Jeff Sexton

Thursday, October 16, 2008

BOMed

Unicode plane 2600-26F0Image via WikipediaLately I've been working with Netbeans and OpenESB on a project requiring the use of a number of features of this relatively new JBI technology. It's been interesting to say the least. Here's an issue I've uncovered this morning.

Several of the projects actions can be triggered by XML files appearing it directories which the server polls. I've used the file binding component for these with no difficulty - that is until I got to one for which the input and XSD schema are provided for me.

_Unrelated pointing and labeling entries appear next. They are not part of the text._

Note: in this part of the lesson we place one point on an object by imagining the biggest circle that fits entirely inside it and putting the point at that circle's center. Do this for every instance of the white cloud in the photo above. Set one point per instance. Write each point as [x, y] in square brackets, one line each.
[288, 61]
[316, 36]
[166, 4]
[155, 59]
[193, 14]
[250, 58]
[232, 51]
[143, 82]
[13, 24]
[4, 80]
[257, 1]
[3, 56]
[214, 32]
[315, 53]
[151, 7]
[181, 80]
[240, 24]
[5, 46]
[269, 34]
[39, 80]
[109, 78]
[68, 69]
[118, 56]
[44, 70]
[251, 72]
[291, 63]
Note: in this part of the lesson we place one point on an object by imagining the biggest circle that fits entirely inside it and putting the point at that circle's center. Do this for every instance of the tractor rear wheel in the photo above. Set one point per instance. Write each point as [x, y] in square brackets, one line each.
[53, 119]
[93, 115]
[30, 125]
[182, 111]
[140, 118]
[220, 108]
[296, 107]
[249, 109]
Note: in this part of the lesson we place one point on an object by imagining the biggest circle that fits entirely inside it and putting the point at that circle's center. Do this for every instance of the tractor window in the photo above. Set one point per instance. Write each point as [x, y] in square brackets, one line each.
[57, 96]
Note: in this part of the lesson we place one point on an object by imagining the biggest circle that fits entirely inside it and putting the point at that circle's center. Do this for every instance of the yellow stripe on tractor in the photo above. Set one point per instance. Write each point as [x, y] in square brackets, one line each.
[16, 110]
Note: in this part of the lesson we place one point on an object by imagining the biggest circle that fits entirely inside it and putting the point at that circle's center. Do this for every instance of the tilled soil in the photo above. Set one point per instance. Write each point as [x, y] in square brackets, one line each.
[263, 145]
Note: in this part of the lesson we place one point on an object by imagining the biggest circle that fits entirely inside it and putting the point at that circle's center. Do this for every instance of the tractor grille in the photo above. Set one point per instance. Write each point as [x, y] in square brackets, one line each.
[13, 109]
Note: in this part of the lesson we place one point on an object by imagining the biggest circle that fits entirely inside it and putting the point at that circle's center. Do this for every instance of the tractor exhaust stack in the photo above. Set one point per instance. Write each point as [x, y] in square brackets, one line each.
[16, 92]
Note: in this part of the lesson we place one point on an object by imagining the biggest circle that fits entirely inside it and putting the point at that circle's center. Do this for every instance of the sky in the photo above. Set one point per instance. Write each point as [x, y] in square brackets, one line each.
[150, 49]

They're part of another system with which the new server must interact.

The sample XML is UTF-16, little endian, which Windows knows as "unicode". I built the module to poll the directory and read this file just like I had with other operations, but there was an error validating the XML; "Content is not allowed in prolog."

I made sure that the schema declared UTF-16, the input file declared UTF-16, and everything actually was in fact UTF-16LE, no luck. Experiments revealed that the file worked perfectly if I opened it in Windows Notepad and saved it as "ANSI" file type. In fact, if I did that, the file would read in file regardless of the encoding stated in the header of either the XML or the XSD.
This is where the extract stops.